Oh, we went to Bali you guys! And man – Bali is like you would expect in so many ways but also, kind of like…San Diego! Haha. A lot of healthy, cute breakfast cafes, people going surfing early in the morning… ok – I don’t know anything about San Diego but that’s how I imagine it 🙂
To my point – we went to this cute insta-worthy cafe for breakfast, one time. I got avo toast that came with a side of Tomato Jam. Derek is a tomato jam connoisseur so he ordered a side too, and slathered it all over his eggs bennie.
The verdict? Not my fave. It was a little too…Italian? If you add any kind of herbs, you risk making an ultra rich marinara instead of a jammy, sweet, but also bright and tangy tomato-forward jam.
Give it a go on a sunday. While you meal prep the rest, let it chill on the stove. It cooks itself.

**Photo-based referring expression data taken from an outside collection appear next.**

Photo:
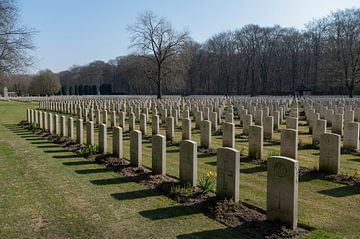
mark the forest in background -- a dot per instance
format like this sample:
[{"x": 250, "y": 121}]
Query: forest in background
[{"x": 252, "y": 60}]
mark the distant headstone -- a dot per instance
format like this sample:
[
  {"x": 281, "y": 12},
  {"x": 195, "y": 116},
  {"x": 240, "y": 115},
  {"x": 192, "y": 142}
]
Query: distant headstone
[{"x": 282, "y": 190}]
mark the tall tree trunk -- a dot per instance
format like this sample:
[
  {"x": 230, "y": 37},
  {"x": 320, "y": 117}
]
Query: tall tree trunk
[
  {"x": 98, "y": 89},
  {"x": 159, "y": 95}
]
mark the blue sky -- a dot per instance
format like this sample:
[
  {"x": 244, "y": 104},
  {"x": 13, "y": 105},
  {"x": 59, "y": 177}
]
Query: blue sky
[{"x": 76, "y": 32}]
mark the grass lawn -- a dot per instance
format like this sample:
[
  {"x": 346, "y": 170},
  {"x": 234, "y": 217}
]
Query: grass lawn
[{"x": 48, "y": 192}]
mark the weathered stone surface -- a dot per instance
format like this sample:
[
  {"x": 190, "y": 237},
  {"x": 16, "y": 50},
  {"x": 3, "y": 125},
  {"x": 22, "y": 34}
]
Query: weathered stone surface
[
  {"x": 143, "y": 127},
  {"x": 155, "y": 124},
  {"x": 136, "y": 148},
  {"x": 258, "y": 117},
  {"x": 351, "y": 136},
  {"x": 228, "y": 173},
  {"x": 289, "y": 143},
  {"x": 292, "y": 123},
  {"x": 228, "y": 135},
  {"x": 113, "y": 118},
  {"x": 329, "y": 160},
  {"x": 256, "y": 141},
  {"x": 205, "y": 134},
  {"x": 118, "y": 142},
  {"x": 71, "y": 134},
  {"x": 62, "y": 126},
  {"x": 90, "y": 133},
  {"x": 159, "y": 154},
  {"x": 319, "y": 128},
  {"x": 282, "y": 190},
  {"x": 338, "y": 124},
  {"x": 213, "y": 119},
  {"x": 188, "y": 162},
  {"x": 79, "y": 131},
  {"x": 186, "y": 129},
  {"x": 170, "y": 131},
  {"x": 56, "y": 124},
  {"x": 103, "y": 138},
  {"x": 229, "y": 117},
  {"x": 131, "y": 122},
  {"x": 50, "y": 123},
  {"x": 268, "y": 127},
  {"x": 247, "y": 122}
]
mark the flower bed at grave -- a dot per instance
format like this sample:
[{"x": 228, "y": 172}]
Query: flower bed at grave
[{"x": 239, "y": 216}]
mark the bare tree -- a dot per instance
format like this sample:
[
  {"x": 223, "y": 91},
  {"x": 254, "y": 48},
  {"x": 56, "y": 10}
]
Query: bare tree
[
  {"x": 15, "y": 39},
  {"x": 45, "y": 83},
  {"x": 157, "y": 41}
]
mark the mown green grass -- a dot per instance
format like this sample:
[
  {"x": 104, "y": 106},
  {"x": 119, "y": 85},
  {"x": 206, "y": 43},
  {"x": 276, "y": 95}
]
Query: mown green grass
[
  {"x": 330, "y": 207},
  {"x": 46, "y": 192}
]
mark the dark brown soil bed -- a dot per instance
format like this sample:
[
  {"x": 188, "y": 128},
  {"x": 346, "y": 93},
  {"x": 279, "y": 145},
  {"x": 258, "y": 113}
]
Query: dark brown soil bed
[{"x": 306, "y": 173}]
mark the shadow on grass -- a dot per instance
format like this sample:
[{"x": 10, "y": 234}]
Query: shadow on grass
[
  {"x": 343, "y": 191},
  {"x": 257, "y": 169},
  {"x": 56, "y": 151},
  {"x": 135, "y": 195},
  {"x": 33, "y": 139},
  {"x": 76, "y": 163},
  {"x": 217, "y": 233},
  {"x": 111, "y": 181},
  {"x": 206, "y": 155},
  {"x": 271, "y": 143},
  {"x": 92, "y": 170},
  {"x": 66, "y": 156},
  {"x": 213, "y": 163},
  {"x": 169, "y": 212},
  {"x": 355, "y": 160},
  {"x": 25, "y": 135},
  {"x": 45, "y": 142},
  {"x": 48, "y": 146},
  {"x": 172, "y": 150}
]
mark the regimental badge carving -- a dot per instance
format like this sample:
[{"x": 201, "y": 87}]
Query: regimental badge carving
[{"x": 280, "y": 170}]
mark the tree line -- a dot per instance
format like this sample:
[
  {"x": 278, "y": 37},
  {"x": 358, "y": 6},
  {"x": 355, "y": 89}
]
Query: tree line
[{"x": 254, "y": 60}]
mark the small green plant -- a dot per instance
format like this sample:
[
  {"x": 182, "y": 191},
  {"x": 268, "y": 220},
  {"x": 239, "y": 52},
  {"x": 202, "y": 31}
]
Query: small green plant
[
  {"x": 180, "y": 189},
  {"x": 34, "y": 126},
  {"x": 207, "y": 182},
  {"x": 88, "y": 150}
]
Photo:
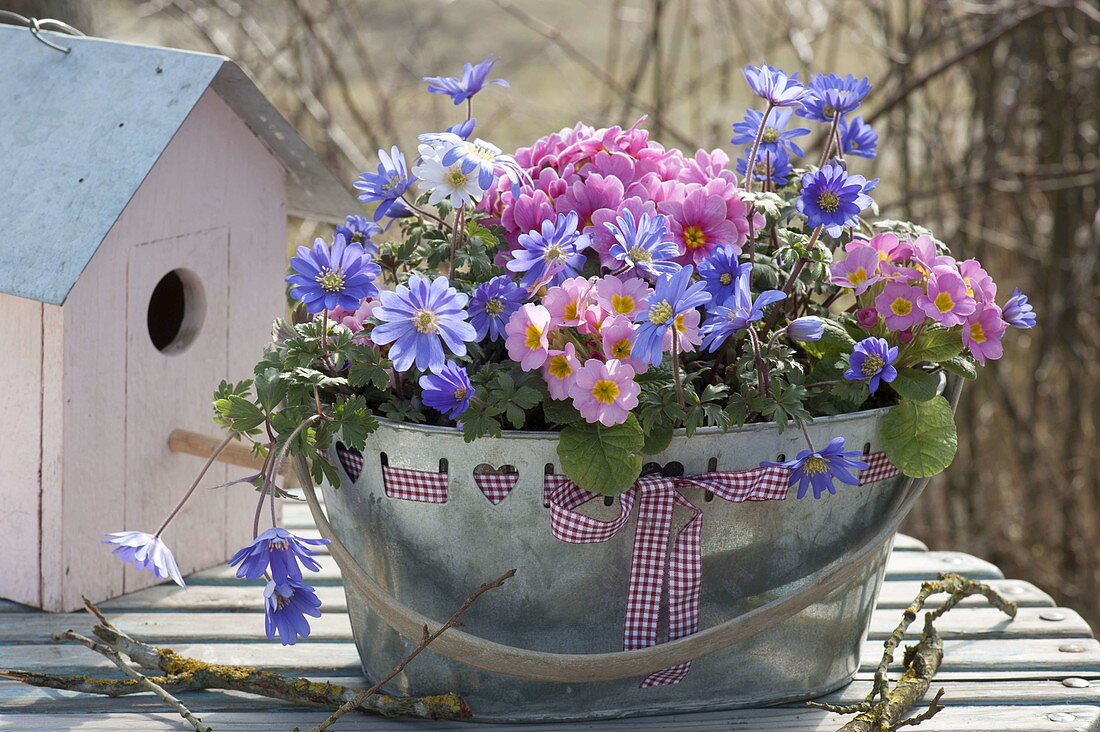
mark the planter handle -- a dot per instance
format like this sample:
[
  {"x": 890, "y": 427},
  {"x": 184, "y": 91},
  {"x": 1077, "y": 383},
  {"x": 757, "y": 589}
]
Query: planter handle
[{"x": 576, "y": 668}]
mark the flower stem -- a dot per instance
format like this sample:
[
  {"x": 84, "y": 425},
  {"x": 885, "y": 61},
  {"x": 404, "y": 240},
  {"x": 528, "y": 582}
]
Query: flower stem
[
  {"x": 752, "y": 153},
  {"x": 828, "y": 140},
  {"x": 675, "y": 367},
  {"x": 198, "y": 479}
]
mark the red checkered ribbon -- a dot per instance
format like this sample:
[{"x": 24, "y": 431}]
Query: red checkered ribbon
[
  {"x": 496, "y": 485},
  {"x": 652, "y": 561}
]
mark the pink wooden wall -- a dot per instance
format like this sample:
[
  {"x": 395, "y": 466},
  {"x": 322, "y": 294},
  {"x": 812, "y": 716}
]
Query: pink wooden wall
[{"x": 96, "y": 401}]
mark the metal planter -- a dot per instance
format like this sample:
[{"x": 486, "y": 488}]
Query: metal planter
[{"x": 570, "y": 598}]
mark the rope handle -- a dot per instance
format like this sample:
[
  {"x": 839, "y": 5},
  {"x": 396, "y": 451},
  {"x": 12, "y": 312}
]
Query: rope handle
[{"x": 575, "y": 668}]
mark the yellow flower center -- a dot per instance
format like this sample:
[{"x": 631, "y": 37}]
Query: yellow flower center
[
  {"x": 425, "y": 320},
  {"x": 623, "y": 304},
  {"x": 455, "y": 177},
  {"x": 559, "y": 367},
  {"x": 694, "y": 238},
  {"x": 660, "y": 313},
  {"x": 828, "y": 203},
  {"x": 605, "y": 391},
  {"x": 554, "y": 253},
  {"x": 532, "y": 337},
  {"x": 331, "y": 281},
  {"x": 639, "y": 254},
  {"x": 901, "y": 306},
  {"x": 814, "y": 466},
  {"x": 872, "y": 364}
]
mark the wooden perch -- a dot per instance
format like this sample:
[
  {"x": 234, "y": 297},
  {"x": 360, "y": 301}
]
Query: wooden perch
[
  {"x": 188, "y": 443},
  {"x": 921, "y": 662}
]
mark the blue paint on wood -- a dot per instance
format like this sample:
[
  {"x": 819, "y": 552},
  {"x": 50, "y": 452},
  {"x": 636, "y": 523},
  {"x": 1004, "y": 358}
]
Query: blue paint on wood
[{"x": 80, "y": 131}]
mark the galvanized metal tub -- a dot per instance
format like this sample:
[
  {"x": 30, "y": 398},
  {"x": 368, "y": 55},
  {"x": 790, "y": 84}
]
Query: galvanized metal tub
[{"x": 570, "y": 599}]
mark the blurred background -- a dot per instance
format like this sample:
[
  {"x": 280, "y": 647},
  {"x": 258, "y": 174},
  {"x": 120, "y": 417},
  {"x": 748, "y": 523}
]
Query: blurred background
[{"x": 989, "y": 133}]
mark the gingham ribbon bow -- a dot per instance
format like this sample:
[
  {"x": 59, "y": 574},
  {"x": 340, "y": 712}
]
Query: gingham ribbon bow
[
  {"x": 656, "y": 496},
  {"x": 651, "y": 560}
]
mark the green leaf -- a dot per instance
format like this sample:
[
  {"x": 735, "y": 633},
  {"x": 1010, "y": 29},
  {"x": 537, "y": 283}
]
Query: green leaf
[
  {"x": 657, "y": 439},
  {"x": 915, "y": 384},
  {"x": 934, "y": 345},
  {"x": 834, "y": 341},
  {"x": 920, "y": 437},
  {"x": 961, "y": 366},
  {"x": 602, "y": 459}
]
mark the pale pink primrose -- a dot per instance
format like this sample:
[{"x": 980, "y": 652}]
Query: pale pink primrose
[
  {"x": 571, "y": 302},
  {"x": 616, "y": 337},
  {"x": 859, "y": 270},
  {"x": 900, "y": 304},
  {"x": 605, "y": 392},
  {"x": 982, "y": 332},
  {"x": 560, "y": 371},
  {"x": 527, "y": 330},
  {"x": 946, "y": 301},
  {"x": 623, "y": 295}
]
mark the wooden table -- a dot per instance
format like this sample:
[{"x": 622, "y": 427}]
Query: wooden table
[{"x": 1040, "y": 672}]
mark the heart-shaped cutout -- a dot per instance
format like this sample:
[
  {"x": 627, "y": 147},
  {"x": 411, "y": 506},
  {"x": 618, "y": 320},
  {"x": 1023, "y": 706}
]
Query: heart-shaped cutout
[
  {"x": 495, "y": 482},
  {"x": 351, "y": 459}
]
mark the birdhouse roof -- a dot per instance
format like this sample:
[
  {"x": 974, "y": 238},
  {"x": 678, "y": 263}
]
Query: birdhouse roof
[{"x": 80, "y": 131}]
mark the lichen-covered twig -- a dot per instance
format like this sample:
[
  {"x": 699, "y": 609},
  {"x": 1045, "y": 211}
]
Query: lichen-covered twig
[
  {"x": 173, "y": 673},
  {"x": 138, "y": 677},
  {"x": 426, "y": 640},
  {"x": 921, "y": 662}
]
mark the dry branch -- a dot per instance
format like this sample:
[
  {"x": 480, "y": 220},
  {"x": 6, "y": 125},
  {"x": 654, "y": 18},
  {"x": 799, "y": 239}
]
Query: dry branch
[{"x": 921, "y": 662}]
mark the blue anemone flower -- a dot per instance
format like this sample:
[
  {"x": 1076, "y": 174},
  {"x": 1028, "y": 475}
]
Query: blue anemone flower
[
  {"x": 832, "y": 95},
  {"x": 673, "y": 295},
  {"x": 778, "y": 87},
  {"x": 473, "y": 79},
  {"x": 418, "y": 319},
  {"x": 286, "y": 605},
  {"x": 774, "y": 166},
  {"x": 449, "y": 392},
  {"x": 387, "y": 185},
  {"x": 644, "y": 244},
  {"x": 872, "y": 361},
  {"x": 821, "y": 468},
  {"x": 145, "y": 552},
  {"x": 723, "y": 320},
  {"x": 1018, "y": 312},
  {"x": 551, "y": 253},
  {"x": 776, "y": 134},
  {"x": 326, "y": 279},
  {"x": 278, "y": 549},
  {"x": 857, "y": 138},
  {"x": 833, "y": 199},
  {"x": 360, "y": 230},
  {"x": 492, "y": 304},
  {"x": 721, "y": 271}
]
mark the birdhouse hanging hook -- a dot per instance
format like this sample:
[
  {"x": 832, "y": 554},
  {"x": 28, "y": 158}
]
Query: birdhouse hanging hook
[{"x": 36, "y": 25}]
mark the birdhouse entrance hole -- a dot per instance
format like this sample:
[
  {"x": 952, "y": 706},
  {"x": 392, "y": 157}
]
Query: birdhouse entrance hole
[{"x": 175, "y": 310}]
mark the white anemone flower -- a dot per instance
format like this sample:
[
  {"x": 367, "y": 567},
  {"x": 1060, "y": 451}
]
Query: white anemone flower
[{"x": 447, "y": 182}]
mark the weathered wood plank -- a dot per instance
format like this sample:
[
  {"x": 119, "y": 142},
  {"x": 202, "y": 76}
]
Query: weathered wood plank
[
  {"x": 901, "y": 565},
  {"x": 960, "y": 719},
  {"x": 244, "y": 598},
  {"x": 199, "y": 626},
  {"x": 1019, "y": 658},
  {"x": 15, "y": 696}
]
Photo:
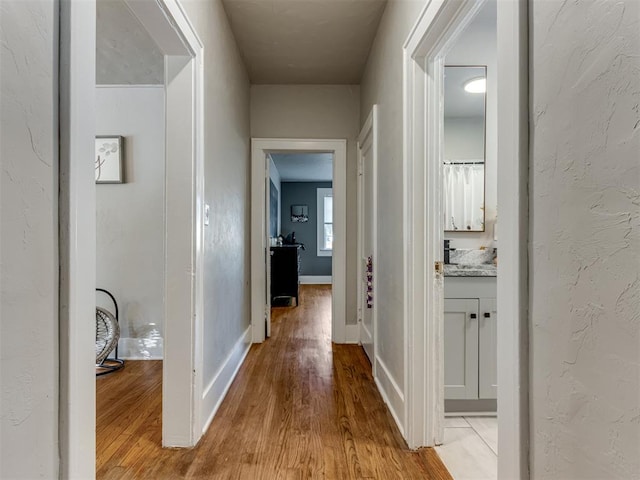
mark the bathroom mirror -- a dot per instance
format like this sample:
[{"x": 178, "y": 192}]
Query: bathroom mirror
[{"x": 464, "y": 147}]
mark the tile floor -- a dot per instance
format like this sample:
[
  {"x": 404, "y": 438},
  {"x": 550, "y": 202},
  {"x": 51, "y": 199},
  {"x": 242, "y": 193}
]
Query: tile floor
[{"x": 470, "y": 449}]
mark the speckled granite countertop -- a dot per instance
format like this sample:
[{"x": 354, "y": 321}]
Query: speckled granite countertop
[{"x": 483, "y": 270}]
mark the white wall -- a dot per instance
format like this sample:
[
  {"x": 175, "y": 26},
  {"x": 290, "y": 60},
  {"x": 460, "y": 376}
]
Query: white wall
[
  {"x": 227, "y": 181},
  {"x": 585, "y": 240},
  {"x": 316, "y": 111},
  {"x": 477, "y": 46},
  {"x": 382, "y": 84},
  {"x": 28, "y": 240},
  {"x": 130, "y": 217}
]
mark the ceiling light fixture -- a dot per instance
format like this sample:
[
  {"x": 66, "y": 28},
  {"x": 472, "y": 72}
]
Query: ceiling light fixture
[{"x": 476, "y": 85}]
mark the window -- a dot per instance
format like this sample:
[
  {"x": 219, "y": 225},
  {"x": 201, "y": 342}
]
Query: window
[{"x": 325, "y": 222}]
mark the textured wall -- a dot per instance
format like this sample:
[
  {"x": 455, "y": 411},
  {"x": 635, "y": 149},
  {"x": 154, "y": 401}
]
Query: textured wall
[
  {"x": 28, "y": 240},
  {"x": 305, "y": 193},
  {"x": 316, "y": 111},
  {"x": 130, "y": 217},
  {"x": 125, "y": 53},
  {"x": 585, "y": 240},
  {"x": 382, "y": 85},
  {"x": 227, "y": 177}
]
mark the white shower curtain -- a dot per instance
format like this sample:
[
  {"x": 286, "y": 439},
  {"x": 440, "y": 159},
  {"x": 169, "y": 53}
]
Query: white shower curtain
[{"x": 464, "y": 196}]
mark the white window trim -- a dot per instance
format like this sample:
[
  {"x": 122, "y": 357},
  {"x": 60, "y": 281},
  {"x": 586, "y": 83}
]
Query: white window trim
[{"x": 321, "y": 193}]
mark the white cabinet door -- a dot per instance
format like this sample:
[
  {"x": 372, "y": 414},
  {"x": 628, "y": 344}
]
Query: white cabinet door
[
  {"x": 488, "y": 339},
  {"x": 461, "y": 348}
]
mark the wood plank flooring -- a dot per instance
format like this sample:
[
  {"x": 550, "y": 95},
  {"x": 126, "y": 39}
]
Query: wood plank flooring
[{"x": 299, "y": 408}]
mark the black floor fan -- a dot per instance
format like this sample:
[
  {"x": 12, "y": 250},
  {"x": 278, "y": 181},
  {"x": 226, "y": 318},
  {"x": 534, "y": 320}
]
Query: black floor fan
[{"x": 107, "y": 336}]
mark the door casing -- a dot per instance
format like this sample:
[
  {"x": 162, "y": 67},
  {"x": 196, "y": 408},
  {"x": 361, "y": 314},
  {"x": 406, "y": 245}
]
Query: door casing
[
  {"x": 168, "y": 24},
  {"x": 440, "y": 22},
  {"x": 368, "y": 141},
  {"x": 260, "y": 148}
]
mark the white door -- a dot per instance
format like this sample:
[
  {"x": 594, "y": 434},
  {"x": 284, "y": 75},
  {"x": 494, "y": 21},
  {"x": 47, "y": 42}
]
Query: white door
[
  {"x": 461, "y": 348},
  {"x": 367, "y": 234}
]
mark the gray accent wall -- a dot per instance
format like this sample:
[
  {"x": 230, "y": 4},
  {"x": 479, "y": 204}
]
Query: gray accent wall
[{"x": 305, "y": 193}]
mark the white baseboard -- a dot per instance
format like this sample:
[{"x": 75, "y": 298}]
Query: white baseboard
[
  {"x": 315, "y": 279},
  {"x": 140, "y": 349},
  {"x": 352, "y": 334},
  {"x": 391, "y": 392},
  {"x": 217, "y": 389}
]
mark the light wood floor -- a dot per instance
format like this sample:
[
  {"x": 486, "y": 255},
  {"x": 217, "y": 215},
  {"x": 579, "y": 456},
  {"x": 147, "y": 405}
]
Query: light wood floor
[{"x": 299, "y": 408}]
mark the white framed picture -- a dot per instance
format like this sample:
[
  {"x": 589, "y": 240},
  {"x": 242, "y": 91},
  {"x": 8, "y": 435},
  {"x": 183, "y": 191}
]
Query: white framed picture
[{"x": 109, "y": 159}]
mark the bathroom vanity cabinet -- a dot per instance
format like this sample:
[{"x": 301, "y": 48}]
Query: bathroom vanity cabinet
[{"x": 470, "y": 338}]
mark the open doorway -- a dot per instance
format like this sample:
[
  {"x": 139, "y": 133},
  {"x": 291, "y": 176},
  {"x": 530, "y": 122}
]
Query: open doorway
[
  {"x": 315, "y": 213},
  {"x": 166, "y": 24},
  {"x": 469, "y": 167},
  {"x": 443, "y": 358},
  {"x": 130, "y": 176},
  {"x": 300, "y": 220}
]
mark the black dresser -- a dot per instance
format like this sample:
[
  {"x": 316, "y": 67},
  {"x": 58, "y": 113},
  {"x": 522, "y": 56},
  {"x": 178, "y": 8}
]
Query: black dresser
[{"x": 285, "y": 271}]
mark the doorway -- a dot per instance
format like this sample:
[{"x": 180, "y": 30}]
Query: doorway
[
  {"x": 432, "y": 37},
  {"x": 263, "y": 153},
  {"x": 367, "y": 235},
  {"x": 168, "y": 27},
  {"x": 469, "y": 167}
]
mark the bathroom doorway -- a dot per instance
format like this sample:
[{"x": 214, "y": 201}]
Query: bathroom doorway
[{"x": 470, "y": 206}]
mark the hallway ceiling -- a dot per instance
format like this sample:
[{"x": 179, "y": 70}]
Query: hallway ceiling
[{"x": 304, "y": 41}]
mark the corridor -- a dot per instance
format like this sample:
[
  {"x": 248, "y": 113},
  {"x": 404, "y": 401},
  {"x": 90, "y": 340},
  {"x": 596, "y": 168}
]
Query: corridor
[{"x": 299, "y": 408}]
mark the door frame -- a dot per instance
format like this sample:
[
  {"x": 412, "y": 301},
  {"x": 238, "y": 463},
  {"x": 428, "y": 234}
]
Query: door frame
[
  {"x": 369, "y": 133},
  {"x": 260, "y": 148},
  {"x": 169, "y": 26},
  {"x": 438, "y": 23}
]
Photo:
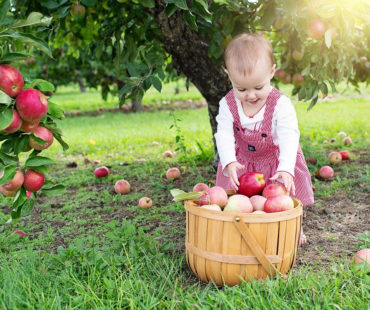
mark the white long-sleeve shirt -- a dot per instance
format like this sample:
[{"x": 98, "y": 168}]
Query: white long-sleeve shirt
[{"x": 284, "y": 129}]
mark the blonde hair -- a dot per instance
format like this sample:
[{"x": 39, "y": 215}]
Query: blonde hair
[{"x": 245, "y": 50}]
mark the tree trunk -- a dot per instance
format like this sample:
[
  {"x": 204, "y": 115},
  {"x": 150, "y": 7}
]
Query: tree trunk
[{"x": 190, "y": 55}]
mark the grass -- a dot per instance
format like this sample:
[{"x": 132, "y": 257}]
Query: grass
[{"x": 91, "y": 249}]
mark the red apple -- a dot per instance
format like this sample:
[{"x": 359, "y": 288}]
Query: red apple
[
  {"x": 362, "y": 256},
  {"x": 21, "y": 233},
  {"x": 14, "y": 183},
  {"x": 15, "y": 124},
  {"x": 101, "y": 172},
  {"x": 30, "y": 126},
  {"x": 239, "y": 203},
  {"x": 335, "y": 157},
  {"x": 33, "y": 180},
  {"x": 214, "y": 195},
  {"x": 173, "y": 173},
  {"x": 200, "y": 187},
  {"x": 278, "y": 203},
  {"x": 145, "y": 202},
  {"x": 347, "y": 141},
  {"x": 345, "y": 154},
  {"x": 31, "y": 104},
  {"x": 251, "y": 183},
  {"x": 122, "y": 187},
  {"x": 274, "y": 189},
  {"x": 258, "y": 202},
  {"x": 11, "y": 81},
  {"x": 325, "y": 172},
  {"x": 44, "y": 134},
  {"x": 315, "y": 29}
]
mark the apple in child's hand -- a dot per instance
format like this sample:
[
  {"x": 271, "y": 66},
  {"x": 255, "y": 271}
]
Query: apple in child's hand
[
  {"x": 278, "y": 203},
  {"x": 214, "y": 195},
  {"x": 251, "y": 183},
  {"x": 274, "y": 189},
  {"x": 122, "y": 187},
  {"x": 101, "y": 172},
  {"x": 335, "y": 157},
  {"x": 239, "y": 203},
  {"x": 200, "y": 187},
  {"x": 345, "y": 154},
  {"x": 258, "y": 202}
]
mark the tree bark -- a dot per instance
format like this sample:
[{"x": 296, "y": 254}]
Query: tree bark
[{"x": 190, "y": 55}]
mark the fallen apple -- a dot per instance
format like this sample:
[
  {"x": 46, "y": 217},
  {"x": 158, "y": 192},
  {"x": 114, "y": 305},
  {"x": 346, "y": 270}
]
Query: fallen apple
[
  {"x": 239, "y": 203},
  {"x": 251, "y": 183},
  {"x": 101, "y": 172}
]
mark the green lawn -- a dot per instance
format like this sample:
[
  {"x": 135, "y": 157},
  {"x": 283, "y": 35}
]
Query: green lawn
[{"x": 92, "y": 249}]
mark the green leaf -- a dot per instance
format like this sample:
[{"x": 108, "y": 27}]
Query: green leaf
[
  {"x": 37, "y": 161},
  {"x": 190, "y": 20},
  {"x": 58, "y": 189},
  {"x": 6, "y": 117},
  {"x": 33, "y": 19},
  {"x": 4, "y": 98},
  {"x": 8, "y": 173}
]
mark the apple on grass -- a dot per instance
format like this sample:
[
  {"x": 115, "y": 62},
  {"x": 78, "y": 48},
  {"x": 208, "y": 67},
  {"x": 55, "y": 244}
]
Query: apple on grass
[
  {"x": 214, "y": 195},
  {"x": 101, "y": 172},
  {"x": 278, "y": 203},
  {"x": 251, "y": 183},
  {"x": 122, "y": 187},
  {"x": 11, "y": 80},
  {"x": 239, "y": 203}
]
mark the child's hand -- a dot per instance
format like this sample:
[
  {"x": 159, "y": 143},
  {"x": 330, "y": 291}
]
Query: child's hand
[
  {"x": 232, "y": 169},
  {"x": 288, "y": 180}
]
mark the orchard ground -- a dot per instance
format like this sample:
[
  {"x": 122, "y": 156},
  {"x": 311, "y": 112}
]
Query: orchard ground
[{"x": 94, "y": 248}]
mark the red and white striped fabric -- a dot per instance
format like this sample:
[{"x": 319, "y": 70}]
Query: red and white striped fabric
[{"x": 257, "y": 151}]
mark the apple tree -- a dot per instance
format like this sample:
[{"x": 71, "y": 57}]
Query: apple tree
[{"x": 27, "y": 116}]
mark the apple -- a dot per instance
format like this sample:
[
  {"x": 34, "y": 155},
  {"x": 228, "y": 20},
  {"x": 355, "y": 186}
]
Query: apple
[
  {"x": 14, "y": 183},
  {"x": 335, "y": 157},
  {"x": 347, "y": 141},
  {"x": 33, "y": 180},
  {"x": 200, "y": 187},
  {"x": 173, "y": 173},
  {"x": 167, "y": 154},
  {"x": 44, "y": 134},
  {"x": 30, "y": 126},
  {"x": 274, "y": 189},
  {"x": 325, "y": 172},
  {"x": 214, "y": 195},
  {"x": 122, "y": 187},
  {"x": 31, "y": 104},
  {"x": 11, "y": 81},
  {"x": 298, "y": 79},
  {"x": 239, "y": 203},
  {"x": 362, "y": 256},
  {"x": 345, "y": 154},
  {"x": 20, "y": 233},
  {"x": 258, "y": 202},
  {"x": 278, "y": 203},
  {"x": 251, "y": 183},
  {"x": 145, "y": 202},
  {"x": 213, "y": 207},
  {"x": 15, "y": 124},
  {"x": 311, "y": 160},
  {"x": 315, "y": 29},
  {"x": 101, "y": 172}
]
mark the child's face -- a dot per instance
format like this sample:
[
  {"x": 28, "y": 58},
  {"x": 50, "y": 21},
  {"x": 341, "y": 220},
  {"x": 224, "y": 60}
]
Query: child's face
[{"x": 253, "y": 89}]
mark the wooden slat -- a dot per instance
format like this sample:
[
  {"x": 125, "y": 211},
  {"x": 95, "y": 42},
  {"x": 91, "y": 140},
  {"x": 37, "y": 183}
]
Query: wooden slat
[{"x": 214, "y": 245}]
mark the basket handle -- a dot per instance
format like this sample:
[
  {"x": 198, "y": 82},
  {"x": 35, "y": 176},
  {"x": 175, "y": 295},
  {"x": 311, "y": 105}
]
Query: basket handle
[{"x": 255, "y": 247}]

Easy stovetop tomato jam that basically makes itself.
- 2 cups organic grape tomatos washed
- 2-3 clove garlic (small ones) thinly sliced
- pinch kosher salt
- 3 tbsp olive oil
- 1-2 tsp balsamic vinegar
- 1/2 tbsp butter (optional)
place your toms, garlic, oil and salt in a small fry pan or a sauce pan over medium heat.
Cook on medium, to medium-low for one hour, more if you want. Toms should be soft, falling apart.
When you toms have melted into a jammy texture, pull off heat, add balsamic, stir, return to heat for another few minutes.
Remove from heat and add optional butter.
I used Mykonos Cultured Vegan Butter – its the BEST fake butter out there. No weird shit in it.
I’ve made this two weeks in a row because Organic cherry/grape tomatoes were available on Imperfect Produce. This is an awesome way to get great fruits and veggies that might have otherwise gone to waste.
We can’t all be gardeners but we can try to consume produce in more sustainable ways!